What to Do Before You Go on Vacation

The week before vacation has a way of getting away from people. You meant to deal with the mail, the plants, the timer for the porch light, and somehow it is the night before the flight and you are throwing chargers in a bag at midnight. The fix is not to plan harder, it is to plan differently. A short list of things you only need to do once, knocked out earlier in the week, frees up your last day to do nothing important. Here is the list.

Lock down the boring travel logistics first

Confirm everything you have already booked. Pull up the flight, hotel, and rental car reservations and check the dates and names against your ID. Travel is full of small typos that become big problems at the airport.
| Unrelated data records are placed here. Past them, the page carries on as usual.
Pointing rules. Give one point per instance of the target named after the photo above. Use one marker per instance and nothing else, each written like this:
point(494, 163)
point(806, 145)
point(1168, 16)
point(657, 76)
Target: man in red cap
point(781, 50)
Check whether your passport, if you need one, is valid for the full length of the trip plus six months on the back end; many countries enforce that rule even for short visits.

Print or save offline copies of your reservations, your travel insurance card if you have one, and the emergency contact numbers for your airline and hotel. Cell service is unreliable in airports and even more unreliable in hotels in foreign countries. The five minutes it takes to save a PDF saves real stress later.

Tell your bank and your phone carrier

Most banks no longer require a travel notice for domestic trips, but international travel still benefits from a heads-up. Log into your banking app and check whether there is a travel notice option, or call the number on the back of your card. The same goes for credit cards you plan to use; a fraud freeze in another country is solvable but it is a bad way to start a vacation.

If you are leaving the country, sort out your phone before you go. Your carrier almost certainly has an international plan that costs less than roaming charges, even if it costs more than you would like. Activate it before you land. If you are going to be abroad for more than a week or two, a local SIM or eSIM is usually a better deal, but it requires a few minutes of setup you do not want to do tired.

Make your house look lived-in

An empty house is an obvious target only when it looks empty. Put a couple of indoor lights on simple timers, the kind that turn on around dusk and off around bedtime, in different rooms. Mix it up so the same lamp is not on every night at exactly seven. If you have a smart speaker or smart bulbs, you can do this with a free schedule and not buy anything new.

Stop your mail and any newspaper delivery, or ask a neighbor to grab it daily. A pile of packages or papers is the loudest possible sign that nobody is home. While you are at it, ask the same neighbor to park their car in your driveway once or twice during the trip. Two cars where there is usually one is a strong signal.

Take out the trash before you leave, even if pickup day is not until you are gone. A bag of garbage that sits for a week in a warm kitchen is its own kind of reunion gift you do not want.

Handle plants, pets, and the perishables

Decide what to do with anything alive in your house well before the day of departure. Pets boarding at a kennel often book out weeks in advance during peak travel times. A house sitter or pet sitter is usually a better experience for the animal and not always more expensive. Whichever you choose, leave detailed written instructions: feeding schedule, medications, the vet’s number, the brand of food because pets are particular.

For plants, a long deep watering the morning you leave is usually enough for a one-week trip. For longer trips, ask a neighbor or set up a simple drip system using a water bottle with a few small holes in the cap, inverted into the pot. It looks ridiculous and works well.

Empty the fridge of anything that will spoil. If you cannot eat it, freeze it or give it away. A carton of milk that goes bad while you are gone is a smell that lingers, and it has a way of finding the inside of the fridge door even when the carton is closed.

Pack with intention and a list

The night before is too late to start packing. Make a packing list two or three days out, lay things on the bed or a table as you collect them, and you will spot the gaps with time to fix them. The classic forgotten items are chargers, prescription medications, sunglasses, and the right kind of adapter for the country you are visiting. Charge everything the night before. Pack a single change of clothes in your carry-on even for short flights; lost luggage is rare but not rare enough to ignore.

Resist the urge to pack everything you own. Most people overpack by half. Lay out what you think you need, then put a third of it back. You can almost always do laundry, and you cannot easily un-pack a suitcase that is too heavy to lift.

Save the last day for nothing

The best gift you can give yourself before a trip is a quiet last day at home. If your week is structured so that the boring stuff is already done by Wednesday, you can spend the day before you leave reading, sleeping, packing slowly, and easing into the trip. You will start the vacation rested, instead of arriving at your destination already needing one. That alone is worth the planning.